I'm going to assume that SfDC isn't discounting Kieden's pricing sheet too much in the initial going. If you take that at face value, this is a situation whereby Kieden was doing very minimal revenue. According to published reports, Kieden had 45 customers. Even if you assume they were getting $300 per organization per month (I would contend they discounted that to initial clients for references and building a base), you're talking about $162,000 in annualized subscription revenue. Even if they were charging a ton more, even 10x more, you're talking about a $1.6mm company.

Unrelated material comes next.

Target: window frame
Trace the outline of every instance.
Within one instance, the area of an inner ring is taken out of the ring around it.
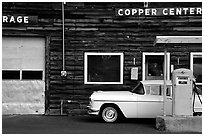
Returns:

Given SfDC's public market valuation (well north of 25x FCF based on current consensus); there's almost no Earthly way SfDC "overpaid" for this company at least in terms of justifying it on their current valuation as a publicly traded equity.

Mark Crofton

Rick, I think there are potentially advantages to purchases like this: 1) Financial - you would imagine that SFdC would have done a valuation based on future earnings/cash flows that led to a purchase price that makes financial sense (i.e. is value creating to the shareholder). Afterall they now get to recognize the $300/mth in revenue whereas before they didn't get a dime when Kieden sold its product 2) More seamsless integration of functionality into core CRM product. Many AppExchange products are (or appear to be given use of SFdC UI) fairly well integrated. But now they have the opportunity to actually integrate the Kieden functionality into the core CRM product. Related to this is that SFdC can now determine the future product direction whereas before they could have merely influenced it.

I think your question is a valid one and I'm not sure that in the case of this acquisition the potential advantages were worth the purchase price(not sure they weren't either). But I imagine there are acquisitions in which they would be.

Rick

This deal is interesting on a couple of levels. First of all, this seems a little further afield from traditional enterprise applications. Secondly, if the ecosystem is developed already, what advantage does sfdc have in buying them? Is it a software delivery platform, or an application consolidation strategy. I continue to be impressed with the software ecosystem that sfdc has developed, but I believe the brass ring is when industrial strength applications are delivered through sfdc. By the way, I love what you guys are doing - I'm an equity analyst with Morningstar (rick-dot-summer-at-morningstar-dot-com) and love participating in the dialogue.